If I run my client, it appears to run its connectToHost() command in quick order, though there is no indication whatsoever in the Server’s log that anything happened.



However, if I then kill the client app, there are log entries in the server’s log which indicate undeniably that it knew of the client’s connection in some manner:



[java]

Nov 19, 2011 1:48:05 PM com.jme3.network.kernel.tcp.SelectorKernel$SelectorThread connect

INFO: Hosting TCP connection:0.0.0.0/0.0.0.0:52500.

Nov 19, 2011 1:48:05 PM com.jme3.network.kernel.tcp.SelectorKernel$SelectorThread run

INFO: Kernel started for connection:0.0.0.0/0.0.0.0:52500.

Nov 19, 2011 1:48:05 PM com.jme3.network.kernel.udp.UdpKernel$HostThread connect

INFO: Hosting UDP connection:0.0.0.0/0.0.0.0:52500.

Nov 19, 2011 1:48:05 PM com.jme3.network.kernel.udp.UdpKernel$HostThread run

INFO: Kernel started for connection:0.0.0.0/0.0.0.0:52500.





THIS IS WHERE THE CONNECTION ATTEMPT OCCURS.

Nothing is output.

When the client process is killed, however, the following additional lines spill out:



Nov 19, 2011 1:49:01 PM com.jme3.network.kernel.tcp.SelectorKernel$SelectorThread cancel

INFO: Closing channel endpoint:NioEndpoint[1, java.nio.channels.SocketChannel[connected local=/192.168.1.101:52500 remote=/192.168.1.101:50502]].

Nov 19, 2011 1:49:01 PM com.jme3.network.base.DefaultServer connectionClosed

INFO: Connection closed:NioEndpoint[1, java.nio.channels.SocketChannel[closed]].

[/java]



Could this be an issue with GameName/client version number?



I’ll note that NetworkClient provides no means whatsoever to set the version number, as does Client, but neither did I see that the network code actually checks the game name or version number as the comments indicate. The default version number in some places is a playful 42, but may be in my NetworkClient a java-standard 0 which I cannot alter.



tone

@DulcetTone said:
I'll note that NetworkClient provides no means whatsoever to set the version number, as does Client, but neither did I see that the network code actually checks the game name or version number as the comments indicate. The default version number in some places is a playful 42, but may be in my NetworkClient a java-standard 0 which I cannot alter.


You specify the game server name and version when you create the NetworkClient... not when you connect it.
1 Like

Oh, and it definitely checks the version during connection. But the client has to send its connection message with that info and that happens when you START the connection. That gives you time to setup listeners, etc. before actually processing messages.

Yeah it looks like you arent starting your server. You need to catch an IOException when you start a server.

@ancalagon said:
Yeah it looks like you arent starting your server. You need to catch an IOException when you start a server.

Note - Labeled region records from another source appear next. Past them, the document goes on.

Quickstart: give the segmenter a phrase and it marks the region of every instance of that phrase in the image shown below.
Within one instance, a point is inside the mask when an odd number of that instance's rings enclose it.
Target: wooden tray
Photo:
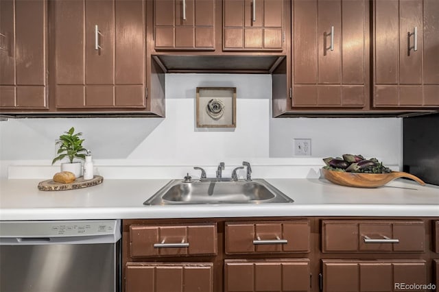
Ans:
[[[104,181],[104,178],[100,175],[95,175],[91,180],[85,180],[83,177],[80,177],[71,184],[62,184],[55,182],[54,180],[43,180],[38,183],[40,191],[67,191],[77,188],[88,188],[88,186],[100,184]]]
[[[403,171],[392,171],[390,173],[362,173],[334,171],[322,169],[324,178],[336,184],[357,188],[377,188],[399,178],[410,178],[419,184],[425,185],[418,177]]]

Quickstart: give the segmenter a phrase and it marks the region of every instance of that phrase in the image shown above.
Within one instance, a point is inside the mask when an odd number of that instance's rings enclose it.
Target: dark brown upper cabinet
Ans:
[[[275,51],[285,48],[283,0],[224,0],[224,51]]]
[[[439,107],[439,1],[373,3],[374,106]]]
[[[143,0],[51,2],[56,110],[151,110],[145,5]]]
[[[0,1],[0,108],[45,110],[45,0]]]
[[[367,108],[368,2],[294,0],[291,108]]]
[[[154,0],[156,50],[215,49],[214,0]]]

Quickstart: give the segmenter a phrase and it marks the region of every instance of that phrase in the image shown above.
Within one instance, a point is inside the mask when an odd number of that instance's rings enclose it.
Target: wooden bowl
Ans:
[[[402,171],[392,171],[390,173],[361,173],[322,169],[322,173],[324,178],[335,184],[357,188],[377,188],[399,178],[410,178],[420,185],[425,184],[415,175]]]

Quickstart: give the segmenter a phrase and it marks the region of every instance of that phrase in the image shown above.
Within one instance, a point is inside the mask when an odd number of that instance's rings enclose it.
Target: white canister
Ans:
[[[84,179],[91,180],[93,178],[93,162],[91,160],[91,151],[87,150],[84,163]]]

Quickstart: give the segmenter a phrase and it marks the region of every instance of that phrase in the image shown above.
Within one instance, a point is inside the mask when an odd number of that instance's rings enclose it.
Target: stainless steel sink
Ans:
[[[192,181],[173,180],[145,205],[292,203],[264,180],[252,181]]]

He starts his server above. He doesn't start the client.

Yes you are right, sorry.

DOH!!! I never noticed that you had to start() a client. Of course you do – there’s that thread, I suppose.



Perhaps start() could be automatically called when a client connects?



I am now getting the connection stuff to work, and see that I need to use a different NetworkClient factory method to set the game name and version as I’d need. That’s given me room to run.



MANY THANKS for your time, pspeed.



tone

@DulcetTone said:
Perhaps start() could be automatically called when a client connects?


No, because you need to be able to setup stuff about the connection, etc. before calling start(). I know with NetworkClient you connect post-creation but really it's basically the same classes inside and you still might want to wait to start the connection until after you've done some other stuff. And you might not want to do that other stuff until you've verified that the host and port are correct or whatever.

In my case, I call Network.connect() and in that case it's vitally important to be able to add listeners before start().